Tweetalige printerversie Eentalige printerversie

Schriftelijke vraag nr. 5-5266

van Sabine de Bethune (CD&V) d.d. 16 januari 2012

aan de vice-eersteminister en minister van Buitenlandse Zaken, Buitenlandse Handel en Europese Zaken

Instituut voor de gelijkheid van vrouwen en mannen - Samenwerking

gelijke behandeling van man en vrouw
Instituut voor de gelijkheid van vrouwen en mannen
gendermainstreaming

Chronologie

16/1/2012Verzending vraag
20/7/2012Antwoord

Herindiening van : schriftelijke vraag 5-3440

Vraag nr. 5-5266 d.d. 16 januari 2012 : (Vraag gesteld in het Nederlands)

Het Instituut voor de gelijkheid van vrouwen en mannen (IGVM) werd opgericht door de wet van 16 december 2002. Volgens artikel 4 van deze wet is het Instituut onder meer bevoegd om:

1º de studies en onderzoeken betreffende gender en gelijkheid van vrouwen en mannen te verrichten, ontwikkelen, ondersteunen en coördineren, en de impact van de concrete beleidslijnen, programma's en maatregelen vanuit genderperspectief te evalueren;

2º aanbevelingen te richten tot de overheid ter verbetering van de wetten en reglementeringen, met toepassing van artikel 3;

3º aanbevelingen te richten tot de overheid, privé-personen of instellingen naar aanleiding van de resultaten van de onder 1º vermelde studies en onderzoeken;

4º ondersteuning en bijstand te organiseren aan de verenigingen die actief zijn op het vlak van gelijkheid van vrouwen en mannen, of voor projecten tot bevordering van gelijkheid van vrouwen en mannen;

5º binnen de perken van zijn doel, hulp te verlenen aan iedereen die om raad vraagt in verband met de omvang van zijn rechten en verplichtingen. Die hulp laat toe aan de betrokkene om inlichtingen en raadgevingen over de middelen die hij/zij kan aanwenden om zijn/haar rechten te doen gelden, te verkrijgen.

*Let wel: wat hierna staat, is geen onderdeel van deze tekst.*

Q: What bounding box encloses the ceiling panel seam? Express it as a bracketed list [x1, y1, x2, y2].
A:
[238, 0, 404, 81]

Graag kreeg ik een antwoord op de volgende vragen:

1) Heeft het IGVM in 2010 een aanbeveling gericht aan uw departement? Zo ja, welke en waarom? In hoeverre heeft u in uw beleid rekening gehouden met de aanbevelingen?

2) Hoe vaak heeft uw departement advies of bijstand gevraagd aan het IGVM? Zo niet, waarom niet?

Antwoord ontvangen op 20 juli 2012 :

1)a.  Het Instituut voor de Gelijkheid van Vrouwen en Mannen (IVGM) heeft in 2010 aanbevelingen gericht aan ons departement.

b. Het betreft aanbevelingen met betrekking tot de implementatie van de wet van 12 januari 2007 betreffende de controle op de toepassing van de resoluties van de wereldconferentie die in september 1995 in Peking heeft plaatsgehad. Het betreft eveneens aanbevelingen met betrekking tot het koninklijk besluit van 10 januari 2010 met betrekking tot de integratie van de genderdimensie in het geheel van federale beleidslijnen.

c. In ons beleid werd rekening gehouden met alle aanbevelingen met betrekking tot gendermainstreaming. Dit betekent dat er een gendermainstreamcoördinator en een back-up werd aangesteld. Binnen het managementplan van de voorzitter werd de doelstelling expliciet opgenomen.

De gendermainstreamcoördinator of zijn back-up neemt deel aan de vergaderingen en opleidingen, georganiseerd door het IVGM.

2) a. Het departement heeft haar plannen en voorstellen met betrekking tot gendermainstreaming aan het IGVM ter advies voorgelegd teneinde haar verplichtingen zinvol te kunnen implementeren.

Ons Human Right Department werkt samen met IGVM en raadpleegt hen wekelijks om info te hebben over België voor de internationale instellingen.

Bijvoorbeeld :

Input over vrouwenbesnijdenis, economische ‘empowerment’, participatie in de politiek etc voor de Commissie over de Status van de Vrouw (België is lid)

Voor het volgende Belgische rapport voor CEDAW (Convention on the Elimination of Discrimination Against Women) : wordt samengewerkt met het IGVM

IGVM geeft data over genderbalans enz.

Ook in het kader van het Nationaal Actieplan 1 325  wordt veel met IVGM samengewerkt (acties, subsidies voor het platform 1325 enz.).

b. Wat betreft ‘gendermainstreaming’ as such binnen de verschillende Multilaterale diensten, doen wij geen beroep op het IGVM: ze geven zelf aan niet genoeg expertise te hebben in de domeinen van bijvoorbeeld ontwapening, de Organisatie voor Veiligheid en Samenwerking in Europa (OVSE), enz. Dat doet ons departement dus zelf.